Nadine Joy Nathan (born 29 December 1999) is a Singaporean artistic gymnast. She represented Singapore at the 2014 Summer Youth Olympics and has competed at four World Championships (2015, 2018, 2022, 2023). She is the 2015 SEA Games all-around bronze medalist and the 2021 SEA Games uneven bars bronze medalist.

==Gymnastics career==
Nathan qualified to represent Singapore at the 2014 Summer Youth Olympics through her results at the 2014 Junior Asian Championships. There, she qualified for the all-around final but finished in 18th after falls on the uneven bars and the floor exercise.

Nathan became age-eligible for senior competition in 2015. At the 2015 SEA Games, she helped Singapore win the team silver medal, and she won the individual all-around bronze medal. That year, she competed at her first World Championships and finished 106th in the all-around qualifications, and she did not advance into any finals or receive an Olympic berth.

Nathan finished 14th at the 2016 Pacific Rim Championships. She helped Singapore defend its team silver medal at the 2017 SEA Games. She skipped the 2017 World Championships to focus on her GCE A-level exams.

Nathan represented Singapore at the 2018 Asian Games and finished 13th in the all-around. There, she advanced into the balance beam final and finished seventh. She then competed at the 2018 World Championships and finished 95th in the all-around qualifications. She missed the 2019 World Championships due to an ankle injury.

At the 2021 SEA Games, Nathan won a bronze medal in the team competition and won an individual bronze medal on the uneven bars.
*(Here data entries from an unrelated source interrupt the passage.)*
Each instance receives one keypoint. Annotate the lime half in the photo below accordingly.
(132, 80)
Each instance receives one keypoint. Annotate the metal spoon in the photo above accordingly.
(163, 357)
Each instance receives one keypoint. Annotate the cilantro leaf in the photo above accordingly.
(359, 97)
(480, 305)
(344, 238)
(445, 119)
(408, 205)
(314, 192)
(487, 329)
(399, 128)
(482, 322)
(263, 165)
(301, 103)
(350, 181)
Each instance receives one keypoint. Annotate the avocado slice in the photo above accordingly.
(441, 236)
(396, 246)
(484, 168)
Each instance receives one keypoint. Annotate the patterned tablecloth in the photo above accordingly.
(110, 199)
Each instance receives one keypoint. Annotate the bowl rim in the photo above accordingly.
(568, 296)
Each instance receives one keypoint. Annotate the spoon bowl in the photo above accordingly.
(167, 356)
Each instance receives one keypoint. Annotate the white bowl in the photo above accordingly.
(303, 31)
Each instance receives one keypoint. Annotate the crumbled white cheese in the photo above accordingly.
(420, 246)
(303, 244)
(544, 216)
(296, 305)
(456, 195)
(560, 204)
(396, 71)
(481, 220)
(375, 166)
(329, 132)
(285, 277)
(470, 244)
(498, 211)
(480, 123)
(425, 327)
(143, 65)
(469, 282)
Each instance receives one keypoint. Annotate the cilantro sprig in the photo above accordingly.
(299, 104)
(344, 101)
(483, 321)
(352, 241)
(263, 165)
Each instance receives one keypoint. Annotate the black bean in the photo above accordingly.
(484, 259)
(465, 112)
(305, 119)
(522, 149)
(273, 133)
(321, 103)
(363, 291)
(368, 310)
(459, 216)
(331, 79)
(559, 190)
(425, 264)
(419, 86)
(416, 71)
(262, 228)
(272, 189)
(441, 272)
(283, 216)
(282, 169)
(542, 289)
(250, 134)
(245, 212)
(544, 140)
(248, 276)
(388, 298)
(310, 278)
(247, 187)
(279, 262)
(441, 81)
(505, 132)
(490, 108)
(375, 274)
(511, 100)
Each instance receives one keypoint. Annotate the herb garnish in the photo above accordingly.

She represented Singapore at the 2022 Commonwealth Games and finished 11th in the all-around final. At the 2023 Asian Championships, Nathan finished 11th in the all-around and also advanced into the balance beam final. With these results, she qualified for the 2023 World Championships. There, she finished 100th in the all-around qualifications and did not qualify for an Olympic berth.